New Zealand Muslim woman Farzana Saheb told Close Up the reaction in New Zealand  to her wearing the full burqa and veil varies a lot. “The sort of remarks you can see happening in Australia, that does happen on a regular basis sometimes to us,” she said. “Some people say ‘take it off’ while others will come up to you and say ‘you know you don’t have to wear that here.’ And some people do come up to you and ask nicely ‘so why do you have to wear that?’. And that’s I think the best way to come up to us because we’re very willing to just explain our belief to you.”

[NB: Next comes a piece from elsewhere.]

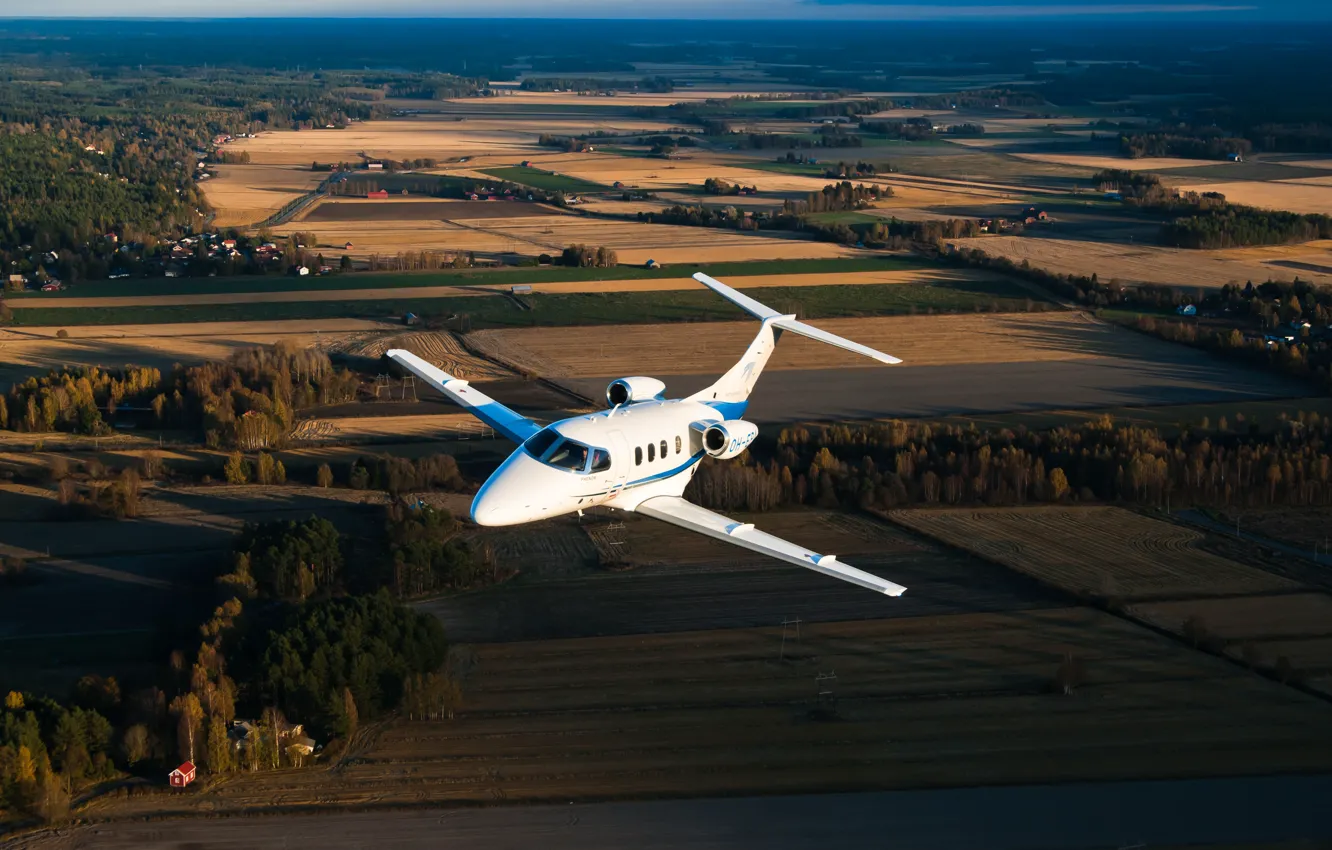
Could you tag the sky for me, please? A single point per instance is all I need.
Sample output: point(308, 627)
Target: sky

Another Muslim woman living in New Zealand, Moveena Rasheed said: “If you’re in a mall or you’re walking people come up to you and say ‘remove that, why do you need to wear that’.” Rasheed said she “totally understands” why people find it disquieting to only see people’s eyes and not their faces. “And so I think it’s important how we react as well. It’s very important when I see someone reacting in a very negative manner that I do have an understanding that it’s something new for him or her. I think we need to take a step to educate ourselves.”

She said New Zealand is a tolerant and diverse country and she was surprised and saddened that the woman concerned had to go through the experience of not being allowed on a bus.